I'm primarily a Linux user who's been using vim for years, but when I started using Eclipse and then IntelliJ to develop for Android I realised how powerful an IDE can be. Fortunately most IDEs have decent vi emulation modes or plugins, otherwise I'm sure I'd find vim more productive overall. But for C++ I've come back to the vim fold, taking some time to study more of its features I was missing out on and getting used to the way it works with multiple "windows" (ie divisions within one GUI window), and especially setting up the youcompleteme plugin.

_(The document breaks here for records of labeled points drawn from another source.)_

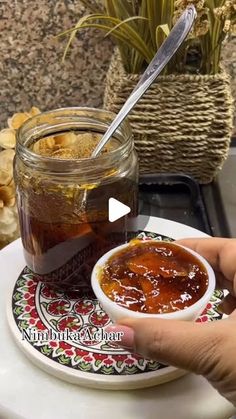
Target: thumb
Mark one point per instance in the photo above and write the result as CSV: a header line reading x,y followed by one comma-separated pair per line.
x,y
187,345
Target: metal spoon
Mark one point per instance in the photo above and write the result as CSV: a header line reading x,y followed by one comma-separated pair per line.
x,y
171,44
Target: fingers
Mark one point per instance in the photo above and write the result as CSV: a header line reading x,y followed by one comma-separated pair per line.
x,y
220,253
188,345
228,304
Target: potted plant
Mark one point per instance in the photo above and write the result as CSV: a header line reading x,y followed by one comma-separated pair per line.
x,y
184,121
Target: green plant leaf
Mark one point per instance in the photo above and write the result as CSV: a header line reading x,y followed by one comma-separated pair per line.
x,y
123,22
162,31
124,33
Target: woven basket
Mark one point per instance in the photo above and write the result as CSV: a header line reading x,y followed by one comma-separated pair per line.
x,y
182,124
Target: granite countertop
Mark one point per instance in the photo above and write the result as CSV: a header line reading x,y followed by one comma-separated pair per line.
x,y
31,69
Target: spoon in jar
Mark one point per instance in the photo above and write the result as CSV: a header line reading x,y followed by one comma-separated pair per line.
x,y
168,48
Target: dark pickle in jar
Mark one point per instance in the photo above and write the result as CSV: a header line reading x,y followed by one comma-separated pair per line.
x,y
154,277
64,217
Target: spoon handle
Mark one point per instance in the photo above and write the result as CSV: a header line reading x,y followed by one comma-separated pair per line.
x,y
168,48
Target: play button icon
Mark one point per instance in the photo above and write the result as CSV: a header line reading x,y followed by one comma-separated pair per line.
x,y
117,209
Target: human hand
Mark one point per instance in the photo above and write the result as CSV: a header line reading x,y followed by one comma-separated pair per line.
x,y
209,348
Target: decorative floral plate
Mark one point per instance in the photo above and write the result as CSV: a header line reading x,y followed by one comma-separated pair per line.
x,y
46,325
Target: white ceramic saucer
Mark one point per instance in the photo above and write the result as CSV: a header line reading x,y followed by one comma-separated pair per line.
x,y
33,308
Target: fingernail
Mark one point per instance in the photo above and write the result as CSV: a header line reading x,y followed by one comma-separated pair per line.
x,y
220,308
121,336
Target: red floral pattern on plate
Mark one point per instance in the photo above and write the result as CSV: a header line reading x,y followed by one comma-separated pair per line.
x,y
36,307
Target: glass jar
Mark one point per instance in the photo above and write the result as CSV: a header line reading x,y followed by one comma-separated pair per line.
x,y
63,201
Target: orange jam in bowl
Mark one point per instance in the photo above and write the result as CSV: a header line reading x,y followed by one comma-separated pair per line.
x,y
152,278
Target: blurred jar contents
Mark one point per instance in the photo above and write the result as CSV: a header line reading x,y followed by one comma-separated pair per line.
x,y
62,193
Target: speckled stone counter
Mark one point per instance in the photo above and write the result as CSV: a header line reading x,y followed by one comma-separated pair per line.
x,y
30,58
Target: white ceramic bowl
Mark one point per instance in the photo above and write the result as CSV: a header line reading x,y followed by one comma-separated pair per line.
x,y
116,312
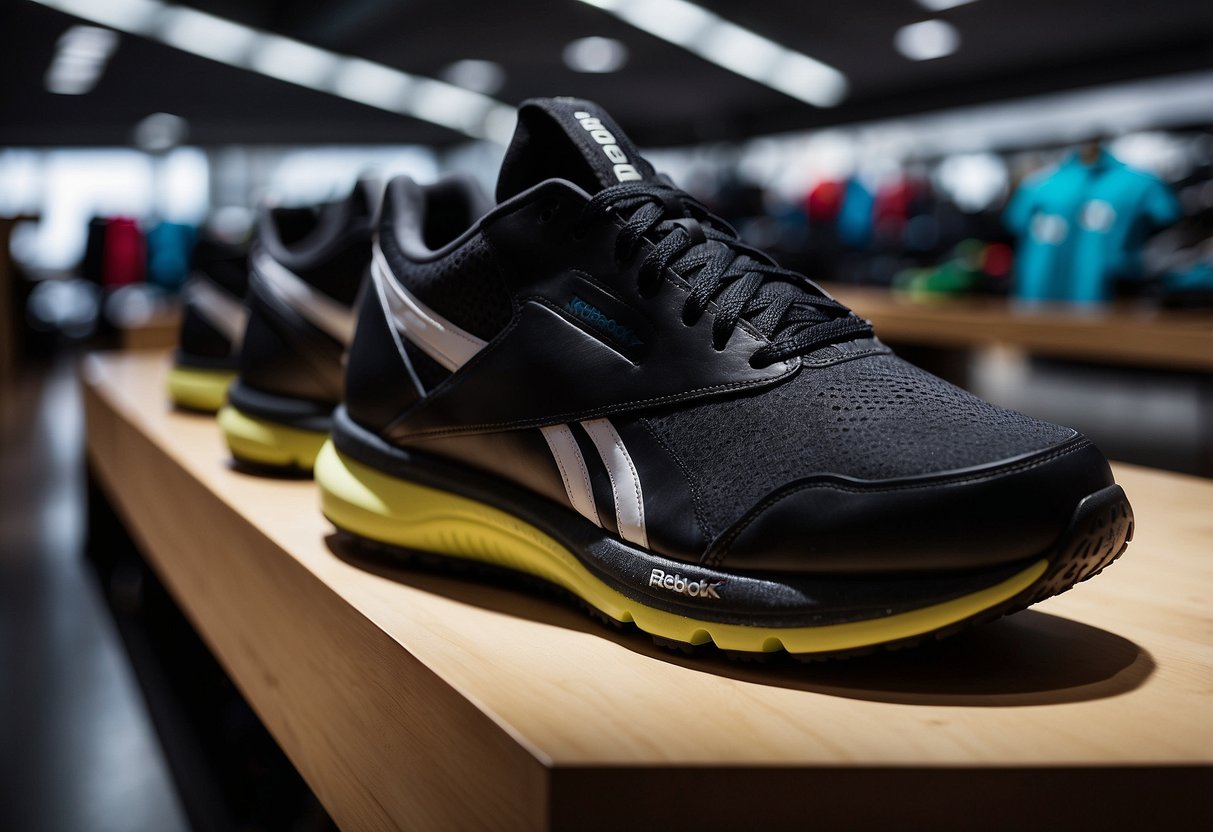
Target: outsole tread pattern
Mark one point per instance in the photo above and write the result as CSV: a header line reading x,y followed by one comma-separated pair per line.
x,y
1091,546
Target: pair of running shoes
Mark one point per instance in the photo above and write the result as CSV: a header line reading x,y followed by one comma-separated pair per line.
x,y
594,382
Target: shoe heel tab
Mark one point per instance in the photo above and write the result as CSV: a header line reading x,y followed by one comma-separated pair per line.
x,y
402,220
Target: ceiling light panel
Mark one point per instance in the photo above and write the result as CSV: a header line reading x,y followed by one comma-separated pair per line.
x,y
927,40
470,112
733,47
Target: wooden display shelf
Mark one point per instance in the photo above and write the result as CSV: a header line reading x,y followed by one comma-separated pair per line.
x,y
1173,340
411,700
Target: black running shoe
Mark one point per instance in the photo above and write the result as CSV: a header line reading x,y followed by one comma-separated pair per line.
x,y
306,268
599,385
212,325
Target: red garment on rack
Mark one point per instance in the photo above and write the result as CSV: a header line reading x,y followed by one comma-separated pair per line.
x,y
125,260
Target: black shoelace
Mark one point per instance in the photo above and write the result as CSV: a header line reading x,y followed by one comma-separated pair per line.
x,y
786,308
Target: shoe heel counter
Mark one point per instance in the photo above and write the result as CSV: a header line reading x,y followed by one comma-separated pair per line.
x,y
380,381
280,357
199,340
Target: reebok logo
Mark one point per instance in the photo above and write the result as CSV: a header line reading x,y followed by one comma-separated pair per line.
x,y
598,319
676,582
625,171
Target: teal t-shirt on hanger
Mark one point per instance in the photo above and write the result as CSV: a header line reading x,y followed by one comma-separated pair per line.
x,y
1083,226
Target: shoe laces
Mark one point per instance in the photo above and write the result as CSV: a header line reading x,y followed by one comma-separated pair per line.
x,y
740,281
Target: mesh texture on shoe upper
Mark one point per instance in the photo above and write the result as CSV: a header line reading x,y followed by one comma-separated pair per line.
x,y
465,286
877,417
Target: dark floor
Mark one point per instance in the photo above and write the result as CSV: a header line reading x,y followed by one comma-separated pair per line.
x,y
79,751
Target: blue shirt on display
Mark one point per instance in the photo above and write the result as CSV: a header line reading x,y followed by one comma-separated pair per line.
x,y
1082,226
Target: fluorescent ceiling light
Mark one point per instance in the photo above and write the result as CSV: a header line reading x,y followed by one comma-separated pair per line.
x,y
943,5
927,40
734,47
134,16
372,84
292,61
484,77
594,55
205,34
354,79
80,57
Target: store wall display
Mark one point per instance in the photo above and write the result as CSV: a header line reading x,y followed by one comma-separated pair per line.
x,y
1083,226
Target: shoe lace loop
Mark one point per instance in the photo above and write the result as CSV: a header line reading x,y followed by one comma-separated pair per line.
x,y
744,284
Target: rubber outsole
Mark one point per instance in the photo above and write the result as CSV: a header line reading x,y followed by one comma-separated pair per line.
x,y
410,520
204,391
267,445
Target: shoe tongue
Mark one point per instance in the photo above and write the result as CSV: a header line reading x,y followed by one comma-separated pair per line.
x,y
569,138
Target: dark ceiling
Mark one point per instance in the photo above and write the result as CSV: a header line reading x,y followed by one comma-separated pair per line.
x,y
664,95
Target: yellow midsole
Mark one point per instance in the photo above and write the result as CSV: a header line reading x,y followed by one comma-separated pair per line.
x,y
372,505
267,443
199,389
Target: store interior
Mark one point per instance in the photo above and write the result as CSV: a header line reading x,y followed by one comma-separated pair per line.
x,y
906,153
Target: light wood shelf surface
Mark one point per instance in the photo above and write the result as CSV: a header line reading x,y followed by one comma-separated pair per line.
x,y
413,700
1178,340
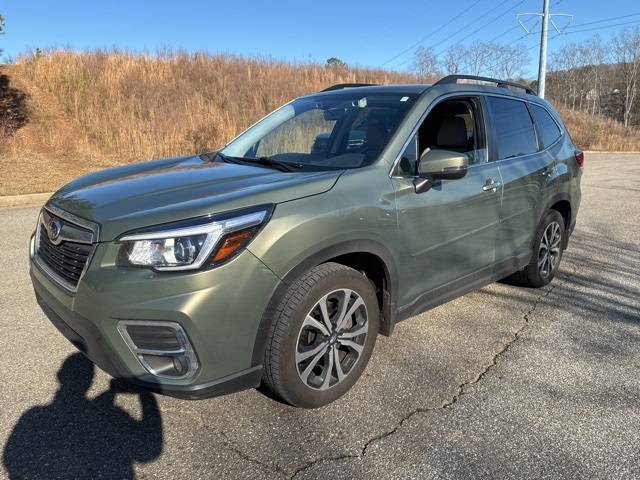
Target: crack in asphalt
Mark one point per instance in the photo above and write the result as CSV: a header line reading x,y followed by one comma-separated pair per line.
x,y
232,447
460,391
238,451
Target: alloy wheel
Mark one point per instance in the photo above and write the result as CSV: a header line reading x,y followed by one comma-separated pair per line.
x,y
331,339
549,252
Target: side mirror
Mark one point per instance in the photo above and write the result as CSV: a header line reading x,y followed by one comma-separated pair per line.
x,y
440,165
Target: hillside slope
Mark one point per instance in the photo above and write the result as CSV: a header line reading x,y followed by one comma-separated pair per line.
x,y
65,113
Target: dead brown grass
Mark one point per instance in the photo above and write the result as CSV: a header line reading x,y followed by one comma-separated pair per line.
x,y
91,110
594,132
142,106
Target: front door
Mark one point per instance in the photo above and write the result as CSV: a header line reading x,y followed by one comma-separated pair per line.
x,y
448,232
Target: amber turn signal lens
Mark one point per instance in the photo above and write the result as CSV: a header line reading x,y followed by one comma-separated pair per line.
x,y
231,244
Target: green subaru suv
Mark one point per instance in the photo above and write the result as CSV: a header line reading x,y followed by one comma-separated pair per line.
x,y
279,259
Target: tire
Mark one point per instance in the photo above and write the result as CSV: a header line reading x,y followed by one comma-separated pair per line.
x,y
301,349
550,236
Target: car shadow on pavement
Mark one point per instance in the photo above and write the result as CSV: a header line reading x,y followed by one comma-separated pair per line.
x,y
79,437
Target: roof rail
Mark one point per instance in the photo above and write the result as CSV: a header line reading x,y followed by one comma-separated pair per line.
x,y
340,86
499,83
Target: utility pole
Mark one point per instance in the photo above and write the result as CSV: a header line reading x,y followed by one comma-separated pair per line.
x,y
542,65
546,17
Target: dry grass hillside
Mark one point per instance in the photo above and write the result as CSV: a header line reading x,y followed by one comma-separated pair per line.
x,y
65,113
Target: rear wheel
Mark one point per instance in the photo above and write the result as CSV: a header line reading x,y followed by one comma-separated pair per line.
x,y
322,337
547,253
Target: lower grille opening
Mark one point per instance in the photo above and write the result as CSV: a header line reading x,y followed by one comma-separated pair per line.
x,y
67,260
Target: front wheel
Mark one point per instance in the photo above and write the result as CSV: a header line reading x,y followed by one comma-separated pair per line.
x,y
322,337
547,253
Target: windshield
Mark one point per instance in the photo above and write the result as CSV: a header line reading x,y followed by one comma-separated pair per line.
x,y
325,132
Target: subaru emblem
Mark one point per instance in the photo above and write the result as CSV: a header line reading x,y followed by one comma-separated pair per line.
x,y
54,228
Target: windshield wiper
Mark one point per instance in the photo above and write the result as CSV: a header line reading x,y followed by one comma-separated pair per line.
x,y
272,162
265,161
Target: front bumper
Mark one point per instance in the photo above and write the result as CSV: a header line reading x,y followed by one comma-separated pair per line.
x,y
220,310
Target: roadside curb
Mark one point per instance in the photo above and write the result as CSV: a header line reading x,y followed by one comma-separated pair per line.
x,y
28,200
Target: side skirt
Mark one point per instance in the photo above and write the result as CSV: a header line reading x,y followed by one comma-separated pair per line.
x,y
464,285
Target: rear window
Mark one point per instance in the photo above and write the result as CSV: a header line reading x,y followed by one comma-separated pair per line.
x,y
514,131
547,127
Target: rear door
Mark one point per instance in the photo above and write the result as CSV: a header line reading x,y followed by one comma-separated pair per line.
x,y
523,168
448,232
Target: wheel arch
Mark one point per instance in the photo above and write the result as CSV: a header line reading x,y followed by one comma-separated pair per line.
x,y
561,202
368,256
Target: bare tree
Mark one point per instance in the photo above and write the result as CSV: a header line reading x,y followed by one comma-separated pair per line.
x,y
454,59
425,62
626,53
510,60
476,54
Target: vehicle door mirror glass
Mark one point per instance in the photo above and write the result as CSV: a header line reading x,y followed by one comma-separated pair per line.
x,y
443,164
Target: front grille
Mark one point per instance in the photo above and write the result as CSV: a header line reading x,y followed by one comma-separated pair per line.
x,y
64,244
67,260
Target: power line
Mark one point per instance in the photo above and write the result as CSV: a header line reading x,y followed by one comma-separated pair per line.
x,y
455,32
605,20
603,27
404,62
537,44
431,34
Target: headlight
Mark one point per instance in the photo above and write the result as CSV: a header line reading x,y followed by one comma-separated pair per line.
x,y
192,244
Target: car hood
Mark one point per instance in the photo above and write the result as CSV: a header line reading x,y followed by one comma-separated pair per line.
x,y
151,193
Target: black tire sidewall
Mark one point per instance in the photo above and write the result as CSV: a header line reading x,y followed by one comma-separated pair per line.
x,y
292,387
533,272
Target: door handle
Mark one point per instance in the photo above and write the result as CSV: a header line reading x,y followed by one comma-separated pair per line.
x,y
491,185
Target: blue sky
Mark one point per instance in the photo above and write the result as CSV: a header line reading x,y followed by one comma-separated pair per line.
x,y
361,32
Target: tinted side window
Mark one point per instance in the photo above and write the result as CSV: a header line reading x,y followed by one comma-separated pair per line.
x,y
547,127
513,127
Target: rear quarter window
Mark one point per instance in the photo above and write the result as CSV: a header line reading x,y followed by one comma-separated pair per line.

A lot of this is down to disappointment with XCode when I got a Mac. Most of the refactoring functionality isn't available for C++, I suppose it only works for Objective C or Swift. When using autocomplete on function calls it inserts arguments in non-valid C/C++ (Objective C again?) and has me fighting with it, although that could partly be down to a conflict with the XVim plugin. And there's no hint of being able to suggest corrections for errors like you get with the Java IDEs above.
A lot of this can be down to Java being more amenable than C++ to auto-detecting what you want to write, but I was wondering how MSVC compares. My experience of it is limited to checking whether some code I'd written on Linux would build with MSVC and run on Windows. That was before they freed up the full version, so I couldn't install a vi plugin and kept editing to a minimum. But I got the impression that, like XCode, it wasn't very flexible about coding style etc. Is it better than XCode for auto-completion and refactoring etc of C++? Does it only do those things as well as the Java IDEs if you're writing C#?
Vim's main weakness is its "QuickFix" list for jumping to compile-time errors; C++ can generate monster reports which are nigh impossible to follow in vim. But I only recently discovered the :copen command which I'm sure will help a lot. Having youcompleteme highlight most errors before I compile is a huge help too. But some errors can't easily be detected until the full build process due to template instantiation, and those tend to be the biggest monsters.